One of the many things I learned during my wife’s cancer treatment is that healthcare is designed with the cost development systems insulated to resist external influence. There is little accountability for the base cost architecture, often to the point where no one can identify the architect. This makes addressing inefficiencies, exploitations, and shortcomings almost impossible.
From a regulatory standpoint, legislative action has little to target. The doctor, the technicians, the hospital, the supply vendor, the pharmacist, and even the insurers rarely set their own prices. Between every transaction there is at least one middleman who manages the cost and often their pricing guidelines are set by yet another middleman. The structure eliminates the cash flow variable from the parties in direct patient contact and leaves only the profit component as a variable. This undermines free market cost controls and performance incentives.
For hypothetical example, a hospital billing for a $10000 procedure does not receive that $10000. Third, fourth, or fifth parties receive the money and redistribute it back to everyone in the chain. That means the hospital is left with a negotiable amount of just $600 (above the line, $200 below). This phenomenally granular disintermediation of the cost structure means no party has a vested interest in individual transactions. There’s simply not enough money at that level to invest in higher stakes negotiations one might expect in a $10000 transaction. This makes volume the success defining metric.
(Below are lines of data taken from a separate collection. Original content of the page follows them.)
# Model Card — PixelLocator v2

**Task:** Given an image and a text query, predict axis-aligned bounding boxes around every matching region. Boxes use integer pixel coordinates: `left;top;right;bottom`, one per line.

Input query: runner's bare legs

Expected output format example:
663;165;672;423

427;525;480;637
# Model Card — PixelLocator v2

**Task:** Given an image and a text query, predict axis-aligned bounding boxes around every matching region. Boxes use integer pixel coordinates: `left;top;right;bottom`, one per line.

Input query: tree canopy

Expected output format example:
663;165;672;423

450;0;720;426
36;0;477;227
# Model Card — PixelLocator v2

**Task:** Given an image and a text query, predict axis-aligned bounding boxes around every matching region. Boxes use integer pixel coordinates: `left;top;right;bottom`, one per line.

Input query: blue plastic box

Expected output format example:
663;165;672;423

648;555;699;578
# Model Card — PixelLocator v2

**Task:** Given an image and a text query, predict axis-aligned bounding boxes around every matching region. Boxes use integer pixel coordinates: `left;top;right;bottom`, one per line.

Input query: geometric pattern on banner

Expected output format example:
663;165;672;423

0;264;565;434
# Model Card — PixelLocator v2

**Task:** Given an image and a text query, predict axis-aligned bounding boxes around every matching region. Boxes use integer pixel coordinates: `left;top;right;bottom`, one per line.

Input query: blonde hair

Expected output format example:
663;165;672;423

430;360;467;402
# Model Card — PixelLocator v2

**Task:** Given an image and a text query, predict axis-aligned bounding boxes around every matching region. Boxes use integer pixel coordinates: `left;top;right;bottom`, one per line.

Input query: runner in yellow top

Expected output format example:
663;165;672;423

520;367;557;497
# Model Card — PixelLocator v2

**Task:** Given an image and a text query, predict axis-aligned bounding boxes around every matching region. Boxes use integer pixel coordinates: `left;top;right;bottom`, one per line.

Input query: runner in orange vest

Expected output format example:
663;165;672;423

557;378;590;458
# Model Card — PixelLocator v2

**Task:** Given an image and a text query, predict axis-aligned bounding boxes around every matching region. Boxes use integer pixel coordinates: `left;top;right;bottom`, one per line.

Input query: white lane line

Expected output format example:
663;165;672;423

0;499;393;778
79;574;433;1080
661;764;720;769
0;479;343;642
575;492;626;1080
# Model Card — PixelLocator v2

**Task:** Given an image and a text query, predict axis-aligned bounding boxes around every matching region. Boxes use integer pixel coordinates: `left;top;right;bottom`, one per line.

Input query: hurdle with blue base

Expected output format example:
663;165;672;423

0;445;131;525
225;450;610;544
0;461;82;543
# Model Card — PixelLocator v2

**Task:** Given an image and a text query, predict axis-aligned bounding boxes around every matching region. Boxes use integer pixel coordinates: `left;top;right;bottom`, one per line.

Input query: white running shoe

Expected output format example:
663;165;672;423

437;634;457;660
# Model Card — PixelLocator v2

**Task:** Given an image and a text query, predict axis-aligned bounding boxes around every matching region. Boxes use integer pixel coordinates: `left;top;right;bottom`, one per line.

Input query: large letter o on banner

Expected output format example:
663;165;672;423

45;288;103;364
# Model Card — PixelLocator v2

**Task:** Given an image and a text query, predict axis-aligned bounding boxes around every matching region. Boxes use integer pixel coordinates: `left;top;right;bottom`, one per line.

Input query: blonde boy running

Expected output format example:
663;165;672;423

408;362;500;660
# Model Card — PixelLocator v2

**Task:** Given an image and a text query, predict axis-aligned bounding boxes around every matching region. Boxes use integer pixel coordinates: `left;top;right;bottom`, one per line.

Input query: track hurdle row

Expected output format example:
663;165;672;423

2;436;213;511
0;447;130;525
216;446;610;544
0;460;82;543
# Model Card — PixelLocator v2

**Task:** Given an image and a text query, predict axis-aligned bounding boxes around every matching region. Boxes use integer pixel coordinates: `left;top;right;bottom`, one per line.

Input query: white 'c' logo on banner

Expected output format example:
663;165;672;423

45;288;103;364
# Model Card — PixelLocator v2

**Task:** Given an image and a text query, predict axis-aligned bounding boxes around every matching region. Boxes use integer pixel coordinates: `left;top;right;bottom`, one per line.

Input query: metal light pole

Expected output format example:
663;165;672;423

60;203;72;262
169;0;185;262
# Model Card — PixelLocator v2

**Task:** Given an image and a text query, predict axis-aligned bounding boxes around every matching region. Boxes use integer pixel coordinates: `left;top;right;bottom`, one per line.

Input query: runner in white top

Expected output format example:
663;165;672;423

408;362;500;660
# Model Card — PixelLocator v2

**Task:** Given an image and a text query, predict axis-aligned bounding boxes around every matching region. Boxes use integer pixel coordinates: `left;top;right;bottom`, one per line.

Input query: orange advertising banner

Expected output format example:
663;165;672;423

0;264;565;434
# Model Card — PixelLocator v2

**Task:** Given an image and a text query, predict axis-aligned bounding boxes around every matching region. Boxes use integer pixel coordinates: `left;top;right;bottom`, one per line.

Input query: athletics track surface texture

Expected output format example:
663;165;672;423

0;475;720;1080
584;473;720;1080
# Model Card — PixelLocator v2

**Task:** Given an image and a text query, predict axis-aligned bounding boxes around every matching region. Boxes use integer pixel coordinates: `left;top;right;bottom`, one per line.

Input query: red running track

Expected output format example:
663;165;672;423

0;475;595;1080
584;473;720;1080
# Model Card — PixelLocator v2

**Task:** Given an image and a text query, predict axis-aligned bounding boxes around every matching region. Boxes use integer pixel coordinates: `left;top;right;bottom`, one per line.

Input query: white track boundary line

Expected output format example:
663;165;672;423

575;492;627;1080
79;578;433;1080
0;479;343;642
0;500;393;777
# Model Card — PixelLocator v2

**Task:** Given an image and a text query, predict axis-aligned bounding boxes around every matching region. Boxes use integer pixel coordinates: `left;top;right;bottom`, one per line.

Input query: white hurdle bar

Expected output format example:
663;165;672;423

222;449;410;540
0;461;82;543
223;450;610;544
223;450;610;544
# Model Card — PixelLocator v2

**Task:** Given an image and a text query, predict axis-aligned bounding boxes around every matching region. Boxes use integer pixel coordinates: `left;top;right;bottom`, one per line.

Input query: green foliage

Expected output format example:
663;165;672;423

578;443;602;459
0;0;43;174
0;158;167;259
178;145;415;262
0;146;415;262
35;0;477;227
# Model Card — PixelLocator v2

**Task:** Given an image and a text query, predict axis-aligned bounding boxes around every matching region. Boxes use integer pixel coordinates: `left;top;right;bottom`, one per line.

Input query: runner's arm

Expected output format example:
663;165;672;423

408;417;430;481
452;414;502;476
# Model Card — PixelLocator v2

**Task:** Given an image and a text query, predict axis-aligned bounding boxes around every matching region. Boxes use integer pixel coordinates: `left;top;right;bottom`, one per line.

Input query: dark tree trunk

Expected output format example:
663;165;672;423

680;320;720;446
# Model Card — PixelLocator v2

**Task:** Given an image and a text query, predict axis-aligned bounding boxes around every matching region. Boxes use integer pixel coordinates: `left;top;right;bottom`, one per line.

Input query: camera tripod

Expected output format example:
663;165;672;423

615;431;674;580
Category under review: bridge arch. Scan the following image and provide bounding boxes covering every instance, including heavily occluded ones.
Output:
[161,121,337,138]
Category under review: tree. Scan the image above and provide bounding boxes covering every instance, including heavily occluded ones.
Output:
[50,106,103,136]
As I was spending countless days in hospital over the course of a year, I started counting keystrokes and mouse clicks performed by various hospital staff. Roughly 60% of all computer interaction was performed solely for billing purposes, not patient care. Billing purposes are also the primary driver in wait times. The doctors review patient records before each visit and spend much of that time reviewing what treatments they are allowed to use based on the patient’s financial means and their insurer. The highest performing doctors (a volume metric) are the ones who memorize the treatment approval criteria and don’t have to refer to the computer as often.
The scope of the disintermediation is vast, so more examples are not useful. At the end of the day, what it boils down to is that the individual parties involved in the minutiae of patient care are insulated from each other. This makes YIMBY activism ineffective because enacting change that way only affects one tiny group within the chain and everyone else adjusts to compensate. It’s like trying to eat Jello with a cooked noodle. Huge effort with little to no reward.
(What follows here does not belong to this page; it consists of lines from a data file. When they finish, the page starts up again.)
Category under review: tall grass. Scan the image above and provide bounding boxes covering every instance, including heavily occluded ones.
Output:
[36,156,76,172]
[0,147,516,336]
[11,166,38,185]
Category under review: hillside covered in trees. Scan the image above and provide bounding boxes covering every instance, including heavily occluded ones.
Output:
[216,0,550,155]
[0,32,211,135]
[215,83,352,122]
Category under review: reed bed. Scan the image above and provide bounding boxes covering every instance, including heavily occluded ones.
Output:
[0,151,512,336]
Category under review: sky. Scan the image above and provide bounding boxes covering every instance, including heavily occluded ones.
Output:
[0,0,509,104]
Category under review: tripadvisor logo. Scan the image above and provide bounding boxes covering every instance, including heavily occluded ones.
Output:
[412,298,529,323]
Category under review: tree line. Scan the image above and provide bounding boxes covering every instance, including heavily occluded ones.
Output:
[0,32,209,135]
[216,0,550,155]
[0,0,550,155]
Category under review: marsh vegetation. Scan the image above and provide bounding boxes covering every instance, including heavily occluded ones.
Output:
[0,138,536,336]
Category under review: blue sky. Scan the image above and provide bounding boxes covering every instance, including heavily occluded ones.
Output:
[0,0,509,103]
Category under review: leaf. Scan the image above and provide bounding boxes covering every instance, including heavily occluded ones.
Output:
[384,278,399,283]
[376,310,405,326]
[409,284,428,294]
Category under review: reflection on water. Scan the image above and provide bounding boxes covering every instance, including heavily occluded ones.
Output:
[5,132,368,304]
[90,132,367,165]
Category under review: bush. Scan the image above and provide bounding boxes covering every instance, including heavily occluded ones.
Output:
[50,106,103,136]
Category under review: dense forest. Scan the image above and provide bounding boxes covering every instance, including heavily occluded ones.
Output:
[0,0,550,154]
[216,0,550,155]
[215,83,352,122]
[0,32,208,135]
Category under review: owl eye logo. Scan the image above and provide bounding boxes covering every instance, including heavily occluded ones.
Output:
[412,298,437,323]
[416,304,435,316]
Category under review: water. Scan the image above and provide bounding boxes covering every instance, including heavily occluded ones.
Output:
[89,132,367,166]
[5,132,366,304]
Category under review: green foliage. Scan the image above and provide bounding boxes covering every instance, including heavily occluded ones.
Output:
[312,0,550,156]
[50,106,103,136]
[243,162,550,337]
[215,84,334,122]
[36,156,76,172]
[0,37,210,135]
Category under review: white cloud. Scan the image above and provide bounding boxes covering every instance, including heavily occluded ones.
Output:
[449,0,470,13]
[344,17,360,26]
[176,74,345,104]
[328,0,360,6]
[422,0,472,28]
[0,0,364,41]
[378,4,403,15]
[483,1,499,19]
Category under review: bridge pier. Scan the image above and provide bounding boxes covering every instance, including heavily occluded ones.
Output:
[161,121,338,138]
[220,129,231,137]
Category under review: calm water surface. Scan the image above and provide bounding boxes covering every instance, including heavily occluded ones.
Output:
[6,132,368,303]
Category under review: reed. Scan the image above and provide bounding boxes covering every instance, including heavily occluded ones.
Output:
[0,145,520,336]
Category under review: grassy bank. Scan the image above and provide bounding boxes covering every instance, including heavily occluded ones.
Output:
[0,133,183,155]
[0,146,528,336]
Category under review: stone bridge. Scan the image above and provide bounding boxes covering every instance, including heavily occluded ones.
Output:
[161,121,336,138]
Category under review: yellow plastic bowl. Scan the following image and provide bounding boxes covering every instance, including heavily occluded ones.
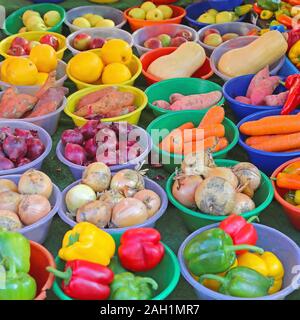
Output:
[0,31,67,60]
[64,85,148,127]
[67,49,142,90]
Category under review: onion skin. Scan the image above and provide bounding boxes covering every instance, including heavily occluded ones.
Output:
[82,162,111,192]
[112,198,148,228]
[0,191,22,213]
[172,176,203,209]
[0,210,22,231]
[19,194,51,226]
[195,177,236,216]
[18,169,53,199]
[133,189,161,218]
[76,200,112,228]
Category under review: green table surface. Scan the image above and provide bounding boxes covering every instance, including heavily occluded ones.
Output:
[0,0,300,300]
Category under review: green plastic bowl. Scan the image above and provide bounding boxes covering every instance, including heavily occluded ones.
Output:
[147,109,239,173]
[3,3,66,36]
[53,234,180,300]
[145,78,225,116]
[166,159,274,231]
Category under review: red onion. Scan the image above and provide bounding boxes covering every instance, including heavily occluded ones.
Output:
[3,136,27,161]
[61,129,84,145]
[65,143,86,165]
[27,138,45,160]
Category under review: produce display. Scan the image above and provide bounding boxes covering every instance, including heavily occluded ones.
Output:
[61,120,144,166]
[64,162,161,228]
[47,222,165,300]
[68,39,133,84]
[0,169,53,231]
[128,1,173,21]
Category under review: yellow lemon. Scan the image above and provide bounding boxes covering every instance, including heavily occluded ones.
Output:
[29,44,58,73]
[101,39,132,64]
[102,62,131,84]
[68,51,103,83]
[6,58,38,86]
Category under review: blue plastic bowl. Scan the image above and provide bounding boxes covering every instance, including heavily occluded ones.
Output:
[237,109,300,175]
[178,223,300,300]
[223,74,286,121]
[185,0,246,29]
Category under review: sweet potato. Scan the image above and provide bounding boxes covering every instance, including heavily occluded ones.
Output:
[170,91,222,111]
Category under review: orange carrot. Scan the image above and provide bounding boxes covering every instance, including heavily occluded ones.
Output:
[253,132,300,152]
[199,106,225,128]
I do not have any reasonable solution. Americans have proven time and time again that adopting healthcare like developed countries have is unacceptable. The focus has to change to actual healthcare where patient outcomes are important (as opposed to focusing on billing outcomes for providers). Increased frequency of Luigi Lobbying is unreasonable, but I think more people are beginning to see it as justified.
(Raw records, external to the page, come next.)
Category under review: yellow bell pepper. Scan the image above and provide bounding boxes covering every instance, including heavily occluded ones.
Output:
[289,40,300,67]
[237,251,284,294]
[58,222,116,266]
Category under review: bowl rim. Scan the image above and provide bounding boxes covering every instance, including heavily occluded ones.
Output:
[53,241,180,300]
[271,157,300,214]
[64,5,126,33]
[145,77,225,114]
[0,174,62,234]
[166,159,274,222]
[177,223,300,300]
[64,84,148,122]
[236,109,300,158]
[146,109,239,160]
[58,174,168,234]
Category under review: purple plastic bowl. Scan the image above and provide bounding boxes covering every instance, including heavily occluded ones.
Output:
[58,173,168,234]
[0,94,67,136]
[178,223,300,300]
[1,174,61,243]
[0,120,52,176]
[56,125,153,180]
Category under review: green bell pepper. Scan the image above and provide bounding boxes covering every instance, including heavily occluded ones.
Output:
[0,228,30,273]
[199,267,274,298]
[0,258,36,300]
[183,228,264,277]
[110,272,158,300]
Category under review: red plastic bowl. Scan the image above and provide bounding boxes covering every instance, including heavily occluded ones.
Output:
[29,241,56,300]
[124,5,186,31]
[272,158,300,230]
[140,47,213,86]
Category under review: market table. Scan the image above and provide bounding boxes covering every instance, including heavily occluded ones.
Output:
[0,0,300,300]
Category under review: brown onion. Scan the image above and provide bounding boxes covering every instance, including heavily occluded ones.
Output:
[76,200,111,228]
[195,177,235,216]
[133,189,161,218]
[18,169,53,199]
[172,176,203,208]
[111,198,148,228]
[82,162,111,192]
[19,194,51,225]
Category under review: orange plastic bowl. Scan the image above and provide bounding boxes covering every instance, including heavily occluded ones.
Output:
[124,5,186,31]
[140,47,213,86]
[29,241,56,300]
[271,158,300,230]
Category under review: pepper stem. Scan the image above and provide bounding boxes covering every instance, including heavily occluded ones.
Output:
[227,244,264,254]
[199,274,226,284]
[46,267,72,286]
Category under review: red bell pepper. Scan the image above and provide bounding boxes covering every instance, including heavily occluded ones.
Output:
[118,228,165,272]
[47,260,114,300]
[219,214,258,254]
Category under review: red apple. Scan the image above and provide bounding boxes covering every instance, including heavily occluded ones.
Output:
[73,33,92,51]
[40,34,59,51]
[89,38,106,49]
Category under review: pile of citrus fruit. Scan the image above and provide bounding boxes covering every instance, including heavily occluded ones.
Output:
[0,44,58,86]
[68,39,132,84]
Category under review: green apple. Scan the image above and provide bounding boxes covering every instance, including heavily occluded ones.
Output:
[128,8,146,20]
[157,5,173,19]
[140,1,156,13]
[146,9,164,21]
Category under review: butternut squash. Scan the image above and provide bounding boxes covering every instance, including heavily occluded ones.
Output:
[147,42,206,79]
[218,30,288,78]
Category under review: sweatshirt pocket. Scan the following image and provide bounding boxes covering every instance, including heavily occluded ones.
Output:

One of the many things I learned during my wife’s cancer treatment is that healthcare is designed with the cost development systems insulated to resist external influence. There is little accountability for the base cost architecture, often to the point where no one can identify the architect.
This makes addressing inefficiencies, exploitations, and shortcomings almost impossible.
From a regulatory standpoint, legislative action has little to target. The doctor, the technicians, the hospital, the supply vendor, the pharmacist, and even the insurers rarely set their own prices. Between every transaction there is at least one middleman who manages the cost and often their pricing guidelines are set by yet another middleman. The structure eliminates the cash flow variable from the parties in direct patient contact and leaves only the profit component as a variable. This undermines free market cost controls and performance incentives.
For hypothetical example, a hospital billing for a $10000 procedure does not receive that $10000. Third, fourth, or fifth parties receive the money and redistribute it back to everyone in the chain. That means the hospital is left with a negotiable amount of just $600 (above the line, $200 below). This phenomenally granular disintermediation of the cost structure means no party has a vested interest in individual transactions. There’s simply not enough money at that level to invest in higher stakes negotiations one might expect in a $10000 transaction. This makes volume the success defining metric.
As I was spending countless days in hospital over the course of a year, I started counting keystrokes and mouse clicks performed by various hospital staff. Roughly 60% of all computer interaction was performed solely for billing purposes, not patient care. Billing purposes are also the primary driver in wait times. The doctors review patient records before each visit and spend much of that time reviewing what treatments they are allowed to use based on the patient’s financial means and their insurer. The highest performing doctors (a volume metric) are the ones who memorize the treatment approval criteria and don’t have to refer to the computer as often.
The scope of the disintermediation is vast, so more examples are not useful. At the end of the day, what it boils down to is that the individual parties involved in the minutiae of patient care are insulated from each other. This makes YIMBY activism ineffective because enacting change that way only affects one tiny group within the chain and everyone else adjusts to compensate. It’s like trying to eat Jello with a cooked noodle. Huge effort with little to no reward.
I do not have any reasonable solution. Americans have proven time and time again that adopting healthcare like developed countries have is unacceptable. The focus has to change to actual healthcare where patient outcomes are important (as opposed to focusing on billing outcomes for providers). Increased frequency of Luigi Lobbying is unreasonable, but I think more people are beginning to see it as justified.